MG_8750_LBV1Lee Petts, Remsol:

"I'm delighted that the chancellor, George Osborne has given us some clarity on Landfill Tax, which currently stands at £72 per tonne.

"2.170 on page 78 of the budget report tells us that the standard and lower rates of Landfill Tax will rise in line with the Retail Price Index (RPI), rounded to the nearest 5p, from 1 April 2015. However, we'll be keeping a close eye on it, as there will be a consultation later in 2014 after which the government aims to provide long term certainty about the future levels of Landfill Tax.

"I am also pleased with the news that there will be a clamp down on waste crime. This was on my wish list, and now 2.171 Landfill communities fund says: Changes to the Landfill communities fund will be used to provide monies for fighting waste crime, which DEFRA confirms will amount to an additional £5.1 million in 2014-15. Whilst not quite a ring fencing of Environment Agency budgets, this at least frees up some much needed financial resource."

David HawkeDavid Hawke, Vincents Solicitors:

"Overall we feel the economy is in a good position and is moving steadily out of recession into recovery, noting that there are still weaknesses in some areas, and there is no doubt that in 2015 when interest rates start to rise there will be a slowdown.

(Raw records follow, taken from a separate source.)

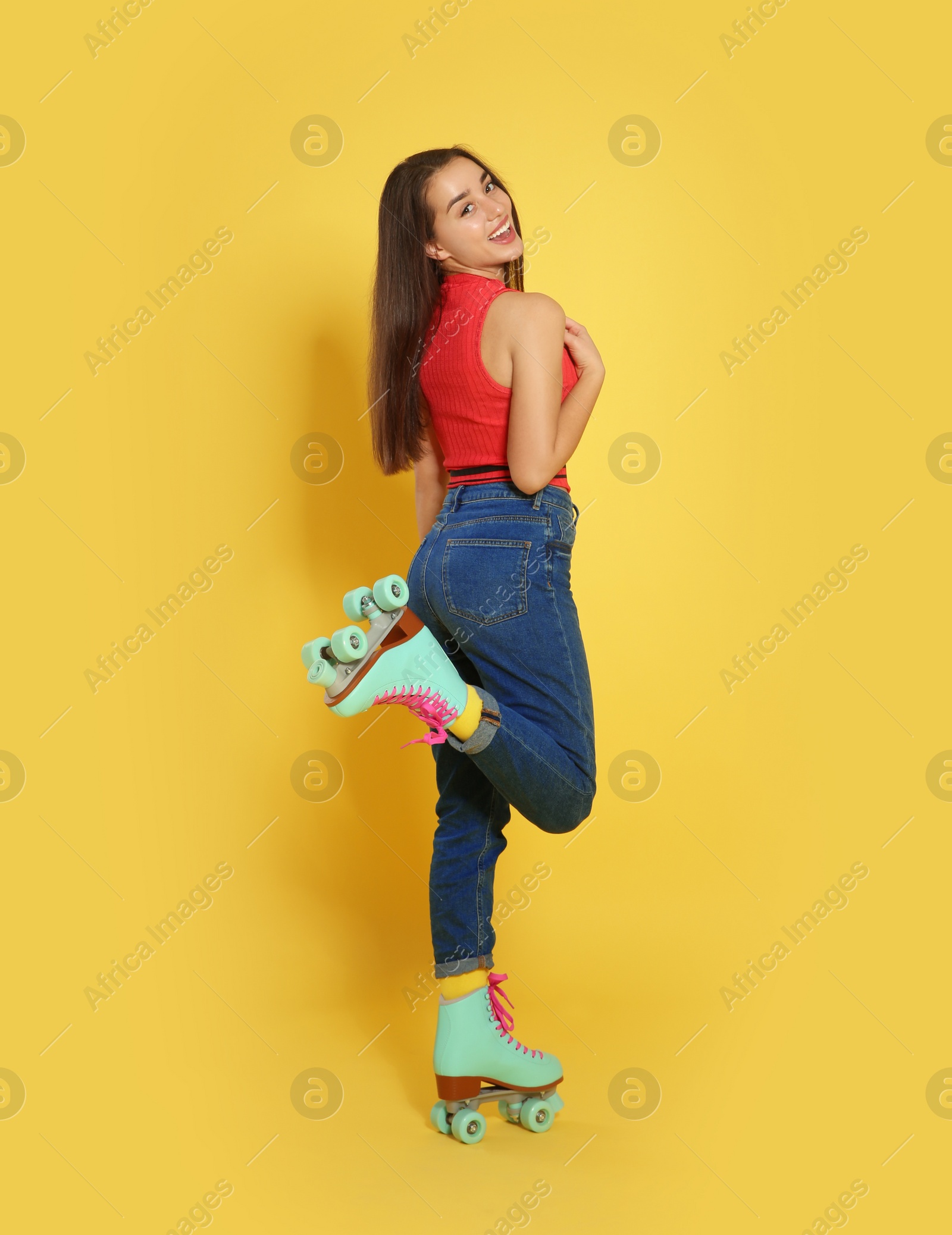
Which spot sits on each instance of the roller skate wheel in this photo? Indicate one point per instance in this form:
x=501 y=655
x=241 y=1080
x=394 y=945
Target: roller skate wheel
x=392 y=593
x=311 y=651
x=468 y=1126
x=322 y=673
x=352 y=606
x=536 y=1115
x=349 y=644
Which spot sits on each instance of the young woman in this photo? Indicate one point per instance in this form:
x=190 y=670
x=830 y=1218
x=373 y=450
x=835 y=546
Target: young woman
x=484 y=389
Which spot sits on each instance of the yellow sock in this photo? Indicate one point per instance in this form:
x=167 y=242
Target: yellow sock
x=462 y=983
x=466 y=724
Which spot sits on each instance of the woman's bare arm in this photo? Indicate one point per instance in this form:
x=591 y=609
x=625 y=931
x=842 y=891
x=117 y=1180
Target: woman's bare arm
x=544 y=431
x=431 y=478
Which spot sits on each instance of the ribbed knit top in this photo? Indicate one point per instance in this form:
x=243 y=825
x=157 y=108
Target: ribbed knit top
x=469 y=409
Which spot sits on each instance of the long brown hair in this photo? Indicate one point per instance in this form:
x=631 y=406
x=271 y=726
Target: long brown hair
x=405 y=296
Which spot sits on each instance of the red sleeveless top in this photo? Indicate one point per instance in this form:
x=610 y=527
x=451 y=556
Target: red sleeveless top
x=468 y=408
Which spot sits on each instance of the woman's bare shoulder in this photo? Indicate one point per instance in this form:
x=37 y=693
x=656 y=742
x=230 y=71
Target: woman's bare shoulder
x=533 y=311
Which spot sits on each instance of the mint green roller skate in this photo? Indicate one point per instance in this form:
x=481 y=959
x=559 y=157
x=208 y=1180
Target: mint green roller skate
x=478 y=1060
x=396 y=661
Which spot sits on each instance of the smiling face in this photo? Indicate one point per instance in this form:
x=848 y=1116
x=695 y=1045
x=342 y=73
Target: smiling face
x=473 y=229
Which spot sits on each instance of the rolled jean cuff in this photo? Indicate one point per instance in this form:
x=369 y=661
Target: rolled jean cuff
x=486 y=730
x=453 y=968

"We particularly welcome the increase in investment allowance that was announced, doubling it to £500,000 and extending it to 2015, for both Vincents and our clients as a stimulus to growth. It will allow our commercial clients to invest more freely, in deals to acquire other firms, new property, equipment and in staff, and from Vincents’ point of view will benefit our existing expansion policy which is already well under way and is soon to see the announcement of significant investment in a new acquisition ourselves.

"And looking at the changes to pensions and ISAs, which will affect our private clients, we’re pleased to see that for the saver and pensioner this Budget is good. What we now need is an improving economy and some wage inflation with low economic inflation so the costs of living starts to be less of an issue."